The DJ at Micky's was the first (and certainly not the last) DJ I befriended. He had a "I won't play Vogue, don't ask me" sign firmly affixed to the glass on the booth. I danced many, many times there to Whitney's remake of "I'm Every Woman" in billowing print shorts, slouch socks and a backwards baseball cap, and I can't hear "Justified and Ancient" without thinking of that awful bar and those terrible clothes. Paul and I ended our longest day of drunkenness on the patio once, after starting with a seemingly innocuous brunch at Marix that turned into drinks at Micky's until dark. A day happily wasted.
My last trip home to Los Angeles in July was drenched in nostalgia. I haven't been inside Micky's in years but I stood outside it waiting for Ben to start his book signing at A Different Light, so many years after our first meeting there. Paul and Michael and I then had a drink at East West (formerly Revolver) and laughed about the good old days so filled with alcohol it's a wonder we have any memory of them at all. But with Micky's gone now, all we have are our memories. You feel old enough talking about a bar that used to be, but at least in the case of Revolver and East West, the bar is still there, just with nicer furniture and pricier drinks (hate it). With Micky's, it will make us sound especially old, like reminiscing about the Hippodrome or the Pan Pacific auditorium, although decidedly less historic and interesting.

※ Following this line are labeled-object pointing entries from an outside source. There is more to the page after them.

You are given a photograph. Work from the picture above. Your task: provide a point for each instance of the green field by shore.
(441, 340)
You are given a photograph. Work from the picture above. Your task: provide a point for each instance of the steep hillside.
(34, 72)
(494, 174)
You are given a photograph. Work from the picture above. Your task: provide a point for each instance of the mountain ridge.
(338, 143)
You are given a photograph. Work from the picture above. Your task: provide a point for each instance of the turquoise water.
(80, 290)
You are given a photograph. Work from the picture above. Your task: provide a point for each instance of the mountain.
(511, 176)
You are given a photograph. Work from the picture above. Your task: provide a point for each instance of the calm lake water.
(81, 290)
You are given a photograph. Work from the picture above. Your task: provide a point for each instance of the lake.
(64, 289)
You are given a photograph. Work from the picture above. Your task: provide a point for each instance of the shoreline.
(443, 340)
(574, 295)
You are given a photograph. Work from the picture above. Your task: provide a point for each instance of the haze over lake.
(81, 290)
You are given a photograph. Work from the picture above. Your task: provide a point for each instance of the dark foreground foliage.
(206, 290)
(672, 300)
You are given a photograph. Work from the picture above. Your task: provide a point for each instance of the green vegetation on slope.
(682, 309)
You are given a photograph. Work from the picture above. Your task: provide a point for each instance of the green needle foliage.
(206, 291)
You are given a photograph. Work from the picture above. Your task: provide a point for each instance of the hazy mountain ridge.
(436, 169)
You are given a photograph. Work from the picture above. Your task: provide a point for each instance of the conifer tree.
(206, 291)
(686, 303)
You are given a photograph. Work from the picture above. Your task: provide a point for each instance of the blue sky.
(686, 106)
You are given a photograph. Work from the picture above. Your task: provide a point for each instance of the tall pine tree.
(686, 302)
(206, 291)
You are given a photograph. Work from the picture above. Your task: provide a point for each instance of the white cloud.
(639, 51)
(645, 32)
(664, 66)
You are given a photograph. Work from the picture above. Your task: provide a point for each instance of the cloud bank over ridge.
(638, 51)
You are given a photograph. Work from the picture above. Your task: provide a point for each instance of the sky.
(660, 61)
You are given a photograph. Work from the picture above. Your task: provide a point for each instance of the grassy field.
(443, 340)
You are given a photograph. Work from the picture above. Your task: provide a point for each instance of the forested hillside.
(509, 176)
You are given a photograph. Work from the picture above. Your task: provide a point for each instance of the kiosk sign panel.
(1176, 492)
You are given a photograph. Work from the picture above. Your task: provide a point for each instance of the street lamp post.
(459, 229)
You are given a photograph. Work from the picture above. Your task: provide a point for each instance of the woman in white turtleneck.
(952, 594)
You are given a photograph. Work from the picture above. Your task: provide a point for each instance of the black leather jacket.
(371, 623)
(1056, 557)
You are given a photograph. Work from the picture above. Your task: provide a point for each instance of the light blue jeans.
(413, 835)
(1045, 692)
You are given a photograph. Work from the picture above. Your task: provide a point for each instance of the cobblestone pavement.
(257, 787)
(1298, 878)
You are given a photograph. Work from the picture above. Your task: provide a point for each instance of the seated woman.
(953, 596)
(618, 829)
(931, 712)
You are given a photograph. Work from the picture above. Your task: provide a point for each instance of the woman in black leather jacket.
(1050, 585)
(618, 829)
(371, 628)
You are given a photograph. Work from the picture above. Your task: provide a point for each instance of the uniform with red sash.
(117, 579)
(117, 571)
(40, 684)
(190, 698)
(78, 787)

When I called Paul tonight, he said, "Now all we can do is point to the sidewalk and say we threw up there." I didn't but Paul's friend Manfred did, on New Year's Eve, and then I made out with him. In retrospect, not a good idea. But I was young and foolish and figuring out my life. Like most everyone, I have ridiculed and derided Micky's for a solid decade, but now it's gone. In a way, it's like the death of an ex-boyfriend. I may have been over him for years, but now that he is gone, all I remember are the good times.